Yep, ist unbedingte Vorsicht vor den (Kampf)Wolpertingern angebracht, die sind Campern gegenüber äußerst aggressiv eingestellt !
Spaß beiseite, wir hatte naber mal ein kleines Problemchen beim wild Campen bei einer Transalp (ist schon 20 Jahre her), als wir uns wohl im Revier eines brunftigen Auerhahns niedergelassen hatten - der hat dann tatsächlich mitten in der Nacht die Eindringlinge verschuechen wollen (kein Scherz !)
Generell ist campen auf ner Transalp sicherlich suboptimal (Gewicht, zusätzliche Bewegungseinschränkung insbesonders bei Trialabfahrten, Klamotten waschen v.a. bei Schlechtwetter etc.). Würde auf jeden Fall die paar Euro für ein Dach überm Kopf ausgeben obwohl das Übernachten in Heustadeln etc. auch zweifelsohne seinen Reiz hat - nur ob da dann grad einer rumsteht wenn man ihn braucht ist halt auch nicht unbedingt sicher v.a. wenn man die Strecke nicht bereits vorher genau kennt !!!)


----------



## Bernd aus Holz (20. August 2008)

Romarius schrieb:


> quatsch. freies camping ist in den bergen natürlich nicht verboten. ...





ibinsnur schrieb:


> i würd einen blick z.b. ins tiroler campinggesetz 2001 riskieren ...

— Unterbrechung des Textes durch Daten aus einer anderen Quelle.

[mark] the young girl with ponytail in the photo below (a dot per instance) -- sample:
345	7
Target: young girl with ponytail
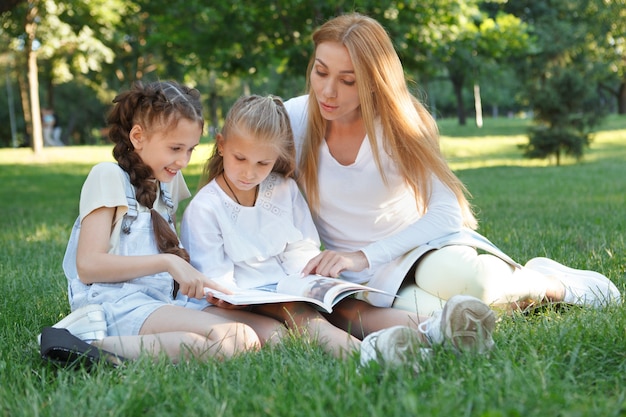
124	262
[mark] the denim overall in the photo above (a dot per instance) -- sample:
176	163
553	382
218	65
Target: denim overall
126	304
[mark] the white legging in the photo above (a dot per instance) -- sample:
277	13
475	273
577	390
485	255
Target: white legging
454	270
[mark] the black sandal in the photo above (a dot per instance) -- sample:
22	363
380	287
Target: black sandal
64	349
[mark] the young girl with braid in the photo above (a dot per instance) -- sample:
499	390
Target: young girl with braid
124	256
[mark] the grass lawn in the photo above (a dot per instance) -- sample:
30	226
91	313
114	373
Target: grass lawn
556	362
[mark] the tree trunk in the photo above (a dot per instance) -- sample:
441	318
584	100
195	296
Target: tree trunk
23	86
457	84
478	106
621	98
33	78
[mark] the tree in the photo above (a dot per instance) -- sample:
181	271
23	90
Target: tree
561	76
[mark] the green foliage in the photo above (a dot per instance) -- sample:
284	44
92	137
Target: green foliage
552	362
566	111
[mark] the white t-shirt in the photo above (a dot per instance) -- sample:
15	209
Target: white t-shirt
105	186
358	211
250	247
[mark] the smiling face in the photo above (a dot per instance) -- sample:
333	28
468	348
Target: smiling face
247	160
334	82
166	151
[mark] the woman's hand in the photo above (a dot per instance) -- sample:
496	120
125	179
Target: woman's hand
330	263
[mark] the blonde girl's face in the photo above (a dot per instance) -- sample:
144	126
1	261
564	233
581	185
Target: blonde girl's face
334	83
247	160
167	151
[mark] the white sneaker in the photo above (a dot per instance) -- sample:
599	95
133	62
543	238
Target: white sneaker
582	287
88	323
396	345
465	322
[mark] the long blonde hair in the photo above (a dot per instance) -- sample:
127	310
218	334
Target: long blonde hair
410	134
265	119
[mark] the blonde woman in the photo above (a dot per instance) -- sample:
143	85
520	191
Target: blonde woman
389	210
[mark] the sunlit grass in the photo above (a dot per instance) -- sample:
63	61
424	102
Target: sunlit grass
568	362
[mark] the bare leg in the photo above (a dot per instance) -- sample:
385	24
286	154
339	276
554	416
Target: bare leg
361	318
178	346
308	322
182	333
267	329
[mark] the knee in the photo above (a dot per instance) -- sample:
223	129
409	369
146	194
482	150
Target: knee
227	339
461	270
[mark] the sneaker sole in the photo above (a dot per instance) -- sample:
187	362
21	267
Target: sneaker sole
470	324
605	287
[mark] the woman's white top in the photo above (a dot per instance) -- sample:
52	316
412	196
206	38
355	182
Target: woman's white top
358	211
250	247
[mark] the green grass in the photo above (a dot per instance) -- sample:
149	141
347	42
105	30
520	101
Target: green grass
553	363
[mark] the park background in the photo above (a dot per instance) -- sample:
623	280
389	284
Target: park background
536	70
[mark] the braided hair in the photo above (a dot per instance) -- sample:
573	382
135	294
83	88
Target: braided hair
154	106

Gilt auch in Deutschland: Wild Campen ist verboten. (Was die Leute im Inet für einen Unsinn schreiben...)


----------



## horstj (20. August 2008)

so sehe ichs auch - eine komplette zeltausrüstung wird selbst bei optimalem material die fahrbaren strecken zu sehr einschränken. biwakieren ohne zelt und mit minimalem geschirr aber als option (d.h. bei regen halt nicht) schafft dagegen freiräume.


----------



## pedale3 (20. August 2008)

Albrecht Route = Rad Tragen angesagt. Oder irre ich mich?

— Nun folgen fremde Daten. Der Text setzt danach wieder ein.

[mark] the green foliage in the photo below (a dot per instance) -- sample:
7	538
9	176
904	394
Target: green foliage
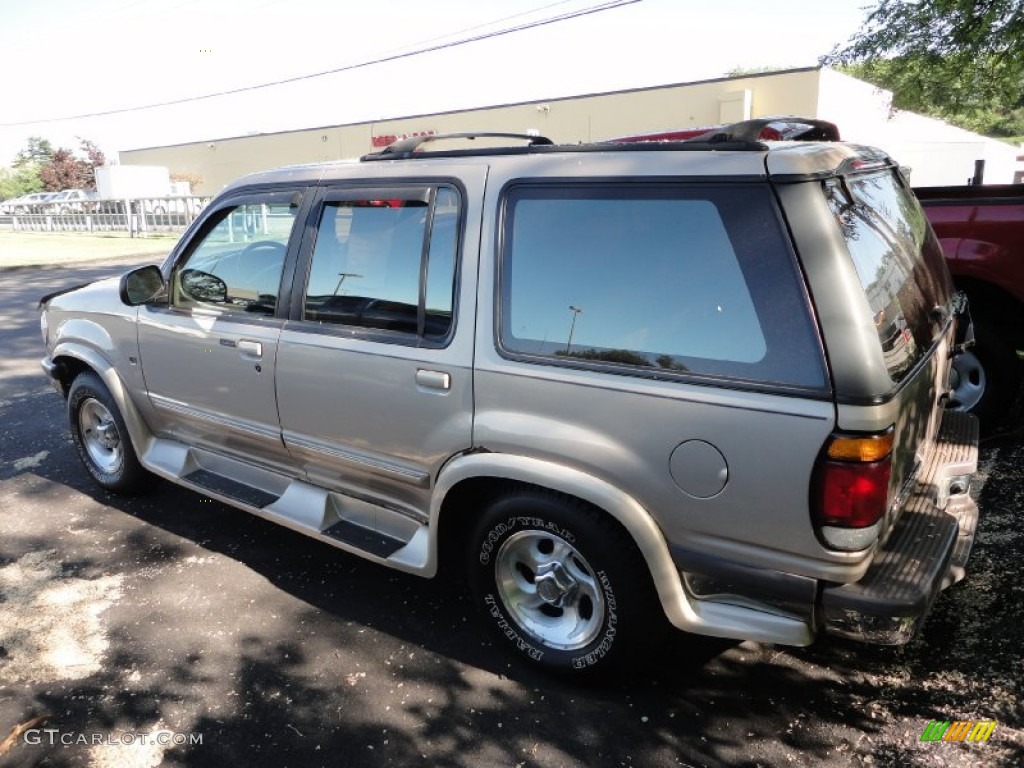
19	180
65	171
958	59
37	152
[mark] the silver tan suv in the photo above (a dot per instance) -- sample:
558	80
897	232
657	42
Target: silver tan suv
698	381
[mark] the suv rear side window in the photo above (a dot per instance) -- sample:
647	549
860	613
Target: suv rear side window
386	264
898	260
659	279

Schonmal versucht längere Zeit ein schwer bepacktes Rad den Berg hoch zu schlören? Glaube, im Vergleich ist selbst ein sehr großes Holzkreutz noch recht bequem ;-)
War dieses Jahr auch auf newbie MTB AX unterwegs, und niemals nie nicht würde ich einen Trail-fahr-verhinderungs-gegenstand ans Rad schnallen!

/Pedale


----------



## MTB-News.de




----------



## blue sky (20. August 2008)

-


----------



## blue sky (20. August 2008)

-


----------



## flyingscot (20. August 2008)

Respekt! 7kg, die Packliste wäre echt interessant!

Ich habe hier mal meine Solo-Biwak-Ausrüstung zusammengestellt und komme auf 8kg Rucksack (inkl. 2 Tage Proviant). Aber am Rad sind noch Isomatte, Tarp, Spiritus, Werkzeug und Wasserflaschen. Ist aber trailtauglich verteilt und hat schon einen Transharz überstanden.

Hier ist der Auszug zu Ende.